Technologies often develop faster than the laws that govern them. When libertarians (those that uphold liberty as a core principle) in Texas exploited 3D printing technology to make their own gun – and especially when they started sharing the files to make it – it unleashed a panic about unregulated design. It was also the day that 3D printing lost its innocence.

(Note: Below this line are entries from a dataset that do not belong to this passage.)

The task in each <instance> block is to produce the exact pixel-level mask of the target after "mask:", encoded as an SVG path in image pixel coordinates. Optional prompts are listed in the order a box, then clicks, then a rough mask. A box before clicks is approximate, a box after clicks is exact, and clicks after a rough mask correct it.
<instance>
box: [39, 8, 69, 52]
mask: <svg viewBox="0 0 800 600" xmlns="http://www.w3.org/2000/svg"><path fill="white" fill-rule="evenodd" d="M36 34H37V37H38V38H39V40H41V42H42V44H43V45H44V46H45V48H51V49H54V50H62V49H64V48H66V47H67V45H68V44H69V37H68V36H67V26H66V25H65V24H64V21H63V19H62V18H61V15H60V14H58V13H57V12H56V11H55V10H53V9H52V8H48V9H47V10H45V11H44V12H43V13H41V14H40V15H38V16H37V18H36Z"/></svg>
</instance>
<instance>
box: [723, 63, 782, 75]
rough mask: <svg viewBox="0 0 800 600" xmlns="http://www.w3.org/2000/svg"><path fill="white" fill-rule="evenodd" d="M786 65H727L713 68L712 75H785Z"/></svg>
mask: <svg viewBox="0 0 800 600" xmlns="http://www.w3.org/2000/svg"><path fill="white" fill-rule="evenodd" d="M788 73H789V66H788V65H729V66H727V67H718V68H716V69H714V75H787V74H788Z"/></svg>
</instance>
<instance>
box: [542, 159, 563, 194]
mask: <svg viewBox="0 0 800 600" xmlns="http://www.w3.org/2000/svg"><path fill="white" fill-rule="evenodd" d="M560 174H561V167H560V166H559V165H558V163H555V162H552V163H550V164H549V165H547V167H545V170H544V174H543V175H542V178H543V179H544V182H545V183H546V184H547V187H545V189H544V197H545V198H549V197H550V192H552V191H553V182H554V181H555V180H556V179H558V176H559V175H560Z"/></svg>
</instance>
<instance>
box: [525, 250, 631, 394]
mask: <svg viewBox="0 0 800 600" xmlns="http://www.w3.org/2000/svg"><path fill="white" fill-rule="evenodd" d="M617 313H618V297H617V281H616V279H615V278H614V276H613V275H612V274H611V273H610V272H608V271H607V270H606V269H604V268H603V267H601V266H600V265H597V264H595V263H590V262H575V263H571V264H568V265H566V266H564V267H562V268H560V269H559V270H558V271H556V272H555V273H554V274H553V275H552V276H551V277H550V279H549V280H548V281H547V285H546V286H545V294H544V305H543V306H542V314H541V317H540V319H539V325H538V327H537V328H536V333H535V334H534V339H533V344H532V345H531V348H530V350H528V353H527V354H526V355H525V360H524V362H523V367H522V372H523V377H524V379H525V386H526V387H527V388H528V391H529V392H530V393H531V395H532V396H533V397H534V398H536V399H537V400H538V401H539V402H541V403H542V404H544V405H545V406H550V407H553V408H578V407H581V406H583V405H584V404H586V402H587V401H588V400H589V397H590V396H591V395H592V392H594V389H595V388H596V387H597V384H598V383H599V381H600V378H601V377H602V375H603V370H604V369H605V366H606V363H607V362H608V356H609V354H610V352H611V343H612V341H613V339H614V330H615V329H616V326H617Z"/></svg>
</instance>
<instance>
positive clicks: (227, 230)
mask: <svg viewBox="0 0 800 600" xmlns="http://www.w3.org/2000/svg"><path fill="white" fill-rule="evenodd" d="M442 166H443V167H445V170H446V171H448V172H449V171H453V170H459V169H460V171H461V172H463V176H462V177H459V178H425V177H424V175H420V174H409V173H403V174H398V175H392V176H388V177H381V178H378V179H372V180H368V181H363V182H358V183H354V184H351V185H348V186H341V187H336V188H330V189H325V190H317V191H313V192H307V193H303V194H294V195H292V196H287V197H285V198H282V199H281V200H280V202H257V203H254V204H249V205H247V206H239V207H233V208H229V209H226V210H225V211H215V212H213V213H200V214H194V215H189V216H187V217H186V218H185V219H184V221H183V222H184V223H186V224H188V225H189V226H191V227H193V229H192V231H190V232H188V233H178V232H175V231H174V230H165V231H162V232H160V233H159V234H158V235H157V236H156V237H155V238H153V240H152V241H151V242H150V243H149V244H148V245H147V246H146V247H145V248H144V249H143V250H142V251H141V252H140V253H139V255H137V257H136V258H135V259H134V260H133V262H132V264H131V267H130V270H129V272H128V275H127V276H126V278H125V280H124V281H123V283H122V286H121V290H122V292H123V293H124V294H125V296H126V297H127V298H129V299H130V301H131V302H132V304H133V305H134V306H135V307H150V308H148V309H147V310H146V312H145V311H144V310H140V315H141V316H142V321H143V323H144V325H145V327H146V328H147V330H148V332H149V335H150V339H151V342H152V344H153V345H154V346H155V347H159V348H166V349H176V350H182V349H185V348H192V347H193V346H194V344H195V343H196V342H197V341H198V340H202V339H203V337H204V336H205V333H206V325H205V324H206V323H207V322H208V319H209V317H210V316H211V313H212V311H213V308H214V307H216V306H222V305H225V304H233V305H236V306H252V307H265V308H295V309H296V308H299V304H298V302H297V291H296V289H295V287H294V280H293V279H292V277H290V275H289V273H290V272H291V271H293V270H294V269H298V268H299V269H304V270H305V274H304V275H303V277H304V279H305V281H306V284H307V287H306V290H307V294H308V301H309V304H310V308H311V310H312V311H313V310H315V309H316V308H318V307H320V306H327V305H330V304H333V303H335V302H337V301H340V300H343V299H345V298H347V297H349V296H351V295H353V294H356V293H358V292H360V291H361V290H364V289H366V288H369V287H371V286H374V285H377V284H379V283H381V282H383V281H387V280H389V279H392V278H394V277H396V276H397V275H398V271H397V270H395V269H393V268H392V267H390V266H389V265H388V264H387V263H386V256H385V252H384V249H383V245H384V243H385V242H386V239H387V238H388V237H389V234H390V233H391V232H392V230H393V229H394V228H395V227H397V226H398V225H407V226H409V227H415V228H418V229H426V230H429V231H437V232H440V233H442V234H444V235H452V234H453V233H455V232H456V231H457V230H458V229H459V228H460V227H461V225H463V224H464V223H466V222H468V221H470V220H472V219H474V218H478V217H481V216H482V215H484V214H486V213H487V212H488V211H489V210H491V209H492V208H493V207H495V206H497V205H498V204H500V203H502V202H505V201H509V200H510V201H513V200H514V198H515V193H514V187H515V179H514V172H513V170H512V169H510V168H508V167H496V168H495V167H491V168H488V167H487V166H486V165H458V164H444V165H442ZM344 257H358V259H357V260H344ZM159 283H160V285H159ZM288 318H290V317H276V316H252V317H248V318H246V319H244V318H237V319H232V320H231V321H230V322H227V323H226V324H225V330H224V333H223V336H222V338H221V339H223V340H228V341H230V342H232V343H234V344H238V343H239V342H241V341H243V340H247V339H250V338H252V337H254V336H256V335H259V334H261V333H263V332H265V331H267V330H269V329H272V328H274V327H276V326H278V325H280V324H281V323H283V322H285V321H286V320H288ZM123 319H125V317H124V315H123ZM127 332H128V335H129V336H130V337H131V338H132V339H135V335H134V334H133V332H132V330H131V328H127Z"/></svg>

Cody Wilson, a former law student from Austin, Texas founded Defense Distributed in 2012, to defend the civil liberty of popular access to arms. On 6 May 2013, Wilson took a crucial step in his crusade for popular access to guns when, on a private shooting range in Austin and in the presence of BBC3, he fired the world's first 3D printed gun. The next day, he released the design drawings of the gun online, open source. In the first two days of their release, 100,000 people across the world downloaded the drawings. The invention of this so-called wiki weapon sparked intense debate. It transforms the way we think about new manufacturing technologies and the unregulated sharing of designs online.
Wilson's motivation is a sincere, but very literal and libertarian interpretation of the US Constitution's Second Amendment: the right to bear arms. The ultimate moral and legal authority of that document, for Wilson, justified his actions. He christened the gun 'The Liberator'. Wilson says of his work that he "never thought of it in terms of design" – the design and distribution of the Liberator is for him a political act.
The Liberator is made of fifteen parts of ABS (Acrylonitrile Butadiene Styrene) plastic, printed individually on an industrial grade Stratasys Dimension SST 3D printer. The printing process takes around 20 hours, and the pieces can then be assembled to make a fully functioning firearm with the addition of a single metal component: a standard nail for the ring pin.
The Liberator STL files were made freely available on Wilson's own search engine for 3D-printable models, DEFCAD. In Wilson's view the Liberator, in its robustness, strength, and refinement, showcases "everything that is great about 3D printing in this one design; the great tour of what is possible in 3D printing".
On 8 May 2013, Wilson and Defense Distributed were ordered by the US Government to remove a number of files from DEFCAD. The Department of State began investigating whether Wilson had willfully violated the International Traffic in Arms Regulations (ITAR). These regulations implement the provisions of the Arms Export Control Act (AECA). According to a letter issued by the State Department, by allowing the download of the design files for the Liberator, Wilson could have been contravening US export regulations by "transferring technical data to a foreign person, whether in the United States or abroad".
DEFCAD was ordered to cease hosting and distributing the STL files for the Liberator and a number of other designs. Wilson was not breaking any laws in the production of the firearms themselves. Wilson is fully licensed to manufacture both Title One (rifles, shotguns and handguns) and Title Two weapons (improvised weapons and machine guns). But suspicion revolved around Defense Distributed operating a not-for-profit exchange of information – one of the problems was that Wilson was not seeking to monetise the Liberator.
The potential punishment enforced by ITAR for each violation of the AECA is a ten-year prison sentence. If only 0.1 percent of the 100,000 downloads were to non-US citizens, Wilson was looking at spending the rest of his life in prison. The gun he designed has come to exemplify what Wilson calls an 'empty space in the law'.
The V&A has acquired three Liberators as part of it's Rapid Response Collection: one in its component parts, one assembled, and one that had been fired by Wilson. We have also acquired the CAD files and some 3D printed AK47 and AR15 lower receivers and magazines that show the development of Wilson's thinking from making replacement parts for existing semi-automatic rifles, to the development of the Liberator itself.